Dans ce contexte, Mark Erlich, Wertheim Fellow au sein du Harvard Law School’s Center for Labor and a Just Economy, appelle à une forme de prudence et rappelle que “l’innovation technologique dans la construction suit largement une tendance évolutionnaire plutôt qu’un chemin disruptif”. Il fait écho à l’analyse de Kévin Cardona, directeur de l’innovation entrepreneuriale chez Leonard, qui met en avant l’efficacité des approches les plus pragmatiques. “L’exemple de Katerra montre que voir trop grand, avec une gigafactory à 100M€ et un marché de proximité de trop faible ampleur, n’est pas forcément la bonne solution. Les projets actuels se développent sur les outils de production les plus légers et les plus proches de la demande possibles, pour équilibrer les coûts de production et maîtriser les prix de sortie”. L’exemple de Vestack en France, s’inscrit aujourd’hui dans cette logique. 

Le spectre de la standardisation

Le hors-site renvoie à une idée de normalisation des formes bâties, ce qui ne favorise pas son développement. “Les cicatrices urbaines de la standardisation d’après-guerre laissent un goût amer dans l’inconscient collectif et ce particulièrement dans des pays tels que la France, l’Italie, l’Allemagne ou l’Espagne qui ont un patrimoine architectural fort”, explique Kévin Cardona. Un article du Monde souligne à ce propos la nécessité “d’embarquer les architectes” afin de rassurer sur la liberté de création permise par la construction hors-site et notamment le modulaire.

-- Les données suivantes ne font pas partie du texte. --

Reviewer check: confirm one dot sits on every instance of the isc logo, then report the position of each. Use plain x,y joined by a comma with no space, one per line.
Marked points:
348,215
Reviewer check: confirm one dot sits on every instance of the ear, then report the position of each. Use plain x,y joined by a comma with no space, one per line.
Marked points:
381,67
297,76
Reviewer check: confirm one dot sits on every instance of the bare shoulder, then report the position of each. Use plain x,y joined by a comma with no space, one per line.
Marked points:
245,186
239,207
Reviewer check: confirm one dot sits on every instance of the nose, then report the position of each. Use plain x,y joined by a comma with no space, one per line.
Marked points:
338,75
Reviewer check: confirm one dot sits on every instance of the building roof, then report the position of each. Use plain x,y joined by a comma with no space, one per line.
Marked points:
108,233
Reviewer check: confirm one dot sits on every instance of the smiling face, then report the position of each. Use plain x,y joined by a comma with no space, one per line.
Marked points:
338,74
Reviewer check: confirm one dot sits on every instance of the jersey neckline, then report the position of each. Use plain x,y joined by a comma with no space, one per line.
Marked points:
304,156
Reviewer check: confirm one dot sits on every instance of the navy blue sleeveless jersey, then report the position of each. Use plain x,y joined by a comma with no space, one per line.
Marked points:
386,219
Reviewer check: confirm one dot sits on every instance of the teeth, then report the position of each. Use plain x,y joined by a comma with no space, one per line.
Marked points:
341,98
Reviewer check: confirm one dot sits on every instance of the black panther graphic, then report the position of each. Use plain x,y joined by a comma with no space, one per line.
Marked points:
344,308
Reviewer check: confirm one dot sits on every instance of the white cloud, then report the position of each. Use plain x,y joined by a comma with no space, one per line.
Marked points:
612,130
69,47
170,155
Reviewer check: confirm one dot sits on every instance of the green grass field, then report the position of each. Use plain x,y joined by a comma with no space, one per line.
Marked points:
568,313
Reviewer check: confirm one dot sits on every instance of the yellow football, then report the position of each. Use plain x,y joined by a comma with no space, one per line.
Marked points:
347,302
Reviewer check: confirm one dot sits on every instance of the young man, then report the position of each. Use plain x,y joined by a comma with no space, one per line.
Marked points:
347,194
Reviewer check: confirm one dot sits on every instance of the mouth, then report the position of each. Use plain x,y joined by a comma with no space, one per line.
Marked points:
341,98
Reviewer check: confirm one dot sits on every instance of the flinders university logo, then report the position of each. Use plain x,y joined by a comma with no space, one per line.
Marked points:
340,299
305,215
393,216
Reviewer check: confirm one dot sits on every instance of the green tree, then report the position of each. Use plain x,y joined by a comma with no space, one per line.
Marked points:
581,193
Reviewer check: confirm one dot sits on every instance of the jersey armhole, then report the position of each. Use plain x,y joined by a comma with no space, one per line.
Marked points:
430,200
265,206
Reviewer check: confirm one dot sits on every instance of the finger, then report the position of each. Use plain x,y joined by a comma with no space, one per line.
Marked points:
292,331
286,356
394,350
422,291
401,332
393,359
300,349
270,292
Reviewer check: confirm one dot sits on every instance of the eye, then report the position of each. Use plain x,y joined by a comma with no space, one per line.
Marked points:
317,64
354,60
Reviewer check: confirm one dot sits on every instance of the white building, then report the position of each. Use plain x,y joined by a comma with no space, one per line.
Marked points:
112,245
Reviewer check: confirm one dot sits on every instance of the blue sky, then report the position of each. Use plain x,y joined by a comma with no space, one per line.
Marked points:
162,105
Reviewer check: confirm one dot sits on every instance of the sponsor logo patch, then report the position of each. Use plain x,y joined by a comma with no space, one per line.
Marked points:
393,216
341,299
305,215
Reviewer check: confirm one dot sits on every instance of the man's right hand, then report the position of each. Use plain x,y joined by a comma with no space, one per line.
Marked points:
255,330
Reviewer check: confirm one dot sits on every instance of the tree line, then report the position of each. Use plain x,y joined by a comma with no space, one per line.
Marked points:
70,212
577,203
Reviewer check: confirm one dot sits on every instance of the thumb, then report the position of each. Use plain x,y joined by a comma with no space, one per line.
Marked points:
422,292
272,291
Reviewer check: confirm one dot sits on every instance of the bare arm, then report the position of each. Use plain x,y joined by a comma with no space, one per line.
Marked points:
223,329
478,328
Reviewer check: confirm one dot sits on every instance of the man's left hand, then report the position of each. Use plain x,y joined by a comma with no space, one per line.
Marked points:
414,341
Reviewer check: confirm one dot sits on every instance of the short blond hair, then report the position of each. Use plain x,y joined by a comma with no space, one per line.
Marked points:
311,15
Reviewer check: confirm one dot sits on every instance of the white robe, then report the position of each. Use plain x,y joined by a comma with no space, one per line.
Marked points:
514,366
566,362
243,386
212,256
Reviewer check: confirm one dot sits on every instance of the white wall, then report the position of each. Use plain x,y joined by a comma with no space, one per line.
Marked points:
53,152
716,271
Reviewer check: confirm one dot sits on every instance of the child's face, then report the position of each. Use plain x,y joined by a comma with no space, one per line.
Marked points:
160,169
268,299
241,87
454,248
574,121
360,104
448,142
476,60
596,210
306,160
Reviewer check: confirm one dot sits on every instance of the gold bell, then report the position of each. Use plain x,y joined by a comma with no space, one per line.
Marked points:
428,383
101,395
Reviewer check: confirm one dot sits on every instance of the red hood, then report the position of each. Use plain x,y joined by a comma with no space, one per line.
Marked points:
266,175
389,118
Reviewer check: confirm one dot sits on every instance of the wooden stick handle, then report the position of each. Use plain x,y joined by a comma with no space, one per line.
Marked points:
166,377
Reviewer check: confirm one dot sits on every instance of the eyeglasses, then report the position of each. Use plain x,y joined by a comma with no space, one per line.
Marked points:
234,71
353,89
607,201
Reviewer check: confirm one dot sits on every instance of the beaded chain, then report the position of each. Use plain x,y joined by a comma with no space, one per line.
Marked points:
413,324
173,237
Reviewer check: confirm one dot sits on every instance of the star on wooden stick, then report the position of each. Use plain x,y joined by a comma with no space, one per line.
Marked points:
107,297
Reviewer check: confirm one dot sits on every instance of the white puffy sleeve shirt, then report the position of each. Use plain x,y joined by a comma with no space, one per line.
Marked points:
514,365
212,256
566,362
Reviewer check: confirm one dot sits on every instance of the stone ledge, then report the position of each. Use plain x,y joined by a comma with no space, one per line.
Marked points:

Pour rassurer sur la liberté de création permise par la construction hors-site, le guide  “Design for Modular Construction” destiné aux architectes, The American Institute of Architects plaide pour un changement de perception et rappelle que les méthodes de “personnalisation de masse” autorisent aujourd’hui une grande liberté. Le document met en avant les avancées du design paramétrique couplé au BIM et à la fabrication assistée par ordinateur, qui permettent aux concepteurs de pousser le curseur au-delà de ce qu’ils pensaient possible. Il rappelle enfin que la construction modulaire n’est pas nécessairement exclusive et peut très bien se combiner avec des méthodes de construction plus traditionnelles.

L’industrialisation hors-site au-delà du neuf

Moins intuitive, la mobilisation de la préfabrication ailleurs que sur du neuf est également en train de se développer. La démarche EnergySprong, initiée aux Pays-Bas en 2010, incarne cette tendance. Elle consiste à réaliser une isolation thermique par l’extérieur grâce à des panneaux préfabriqués et fait aujourd’hui des émules dans toute l’Europe. En France, elle s’incarne par exemple dans l’usine de préfabrication de Sogea Atlantique BTP, filiale de VINCI Construction, dédiée à la rénovation énergétique de 296 logements en Maine-et-Loire et inaugurée en 2023. En Allemagne, Ecoworks met l’AI et la robotique au service de la rénovation énergétique. Grâce à un scan 3D des bâtiments, la start-up est en mesure de créer des jumeaux numériques, qui servent ensuite de base à la fabrication en usine des différents modules. “C’est une manière de massifier la décarbonation et d’améliorer l’inclusion énergétique sur du patrimoine qui est déjà issu d’une forme d’industrialisation, en particulier des logements sociaux”, précise Kévin Cardona. Ce procédé est également au cœur de la conception des panneaux Rehaskeen, système d’isolation mis en œuvre par GTM Bâtiment (VINCI Construction), permettant de rationaliser, de standardiser et d’industrialiser les opérations de rénovation énergétique.

Présentée comme une révolution depuis plus d’une décennie mais toujours relativement confidentielle, le passage à l’échelle de la construction “hors-site” passera certainement par le développement de nouveaux business models.